Read more: Canada’s COVID-19 child-care plan must begin with investment in early childhood educators
We calculate that the province of Ontario, with the largest share of the youngest children in the country, is creating only one new location for every 12 children under the age of six. Except in areas where building costs are prohibitive, Ontario’s accessibility goals are the least ambitious: Saskatchewan is developing a new location for every three children. In Newfoundland it is one of four; In Alberta it is one in eight and in British Columbia it is one in nine.
much improvement needed
Nevertheless, the province will need another 9,000 ECEs, as well as staff supporting staff in the new classes.

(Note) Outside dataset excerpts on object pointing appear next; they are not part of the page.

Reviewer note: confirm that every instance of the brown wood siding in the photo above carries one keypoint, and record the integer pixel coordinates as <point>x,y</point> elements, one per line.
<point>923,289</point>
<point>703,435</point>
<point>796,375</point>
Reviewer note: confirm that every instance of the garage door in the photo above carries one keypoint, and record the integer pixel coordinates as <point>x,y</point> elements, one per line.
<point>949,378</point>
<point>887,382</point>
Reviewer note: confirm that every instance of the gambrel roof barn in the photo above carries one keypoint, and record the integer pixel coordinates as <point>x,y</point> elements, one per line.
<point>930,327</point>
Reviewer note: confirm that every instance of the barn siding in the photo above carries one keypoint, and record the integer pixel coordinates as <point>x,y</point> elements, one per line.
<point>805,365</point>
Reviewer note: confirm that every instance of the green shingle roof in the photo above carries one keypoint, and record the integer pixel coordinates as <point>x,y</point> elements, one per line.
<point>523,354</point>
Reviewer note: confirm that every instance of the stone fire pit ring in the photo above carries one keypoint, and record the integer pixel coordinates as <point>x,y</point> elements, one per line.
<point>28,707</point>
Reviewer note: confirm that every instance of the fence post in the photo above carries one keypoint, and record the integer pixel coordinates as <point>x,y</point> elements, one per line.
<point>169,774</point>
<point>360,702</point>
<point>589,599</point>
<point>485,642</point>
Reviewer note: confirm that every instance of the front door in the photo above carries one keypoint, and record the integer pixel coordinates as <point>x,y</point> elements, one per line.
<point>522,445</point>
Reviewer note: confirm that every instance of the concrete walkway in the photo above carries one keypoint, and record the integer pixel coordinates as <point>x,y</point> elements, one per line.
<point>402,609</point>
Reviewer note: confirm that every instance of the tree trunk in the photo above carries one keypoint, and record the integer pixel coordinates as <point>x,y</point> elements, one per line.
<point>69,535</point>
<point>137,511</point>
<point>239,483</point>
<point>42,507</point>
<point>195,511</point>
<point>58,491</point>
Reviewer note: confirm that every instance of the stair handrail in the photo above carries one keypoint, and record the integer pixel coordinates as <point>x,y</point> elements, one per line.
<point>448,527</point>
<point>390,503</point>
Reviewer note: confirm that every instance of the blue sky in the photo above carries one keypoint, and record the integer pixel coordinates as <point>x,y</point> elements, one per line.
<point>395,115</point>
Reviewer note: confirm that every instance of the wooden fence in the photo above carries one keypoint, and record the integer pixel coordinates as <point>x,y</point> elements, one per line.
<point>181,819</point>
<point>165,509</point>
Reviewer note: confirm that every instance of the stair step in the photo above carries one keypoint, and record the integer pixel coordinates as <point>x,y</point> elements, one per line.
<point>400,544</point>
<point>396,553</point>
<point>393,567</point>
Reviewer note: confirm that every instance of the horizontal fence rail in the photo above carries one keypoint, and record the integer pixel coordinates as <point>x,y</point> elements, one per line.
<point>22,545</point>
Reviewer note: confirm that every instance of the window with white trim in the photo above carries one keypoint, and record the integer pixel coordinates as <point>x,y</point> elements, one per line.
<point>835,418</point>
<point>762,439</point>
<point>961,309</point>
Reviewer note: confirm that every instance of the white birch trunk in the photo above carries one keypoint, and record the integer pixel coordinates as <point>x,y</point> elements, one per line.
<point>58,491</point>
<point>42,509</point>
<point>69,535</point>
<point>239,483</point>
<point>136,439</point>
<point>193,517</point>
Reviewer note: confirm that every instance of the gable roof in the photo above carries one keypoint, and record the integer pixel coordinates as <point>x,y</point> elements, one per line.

As the least liberal supporter of its workforce, Ontario won’t achieve its goals unless it gets serious about compensation.
Much of the conversation about increasing the number of ECEs rests on adding more seats to college programs. But young workers are in demand everywhere – they would not choose a career in child care without substantial improvements in pay and benefits. Increasing college enrollment only adds water to a bucket full of potholes.
This government may ignore child care providers, but it pays attention to parents. Parents deserve affordable fees, but also want their children to benefit from the best early education possible. This would not have happened without qualified, resourceful and valuable teachers.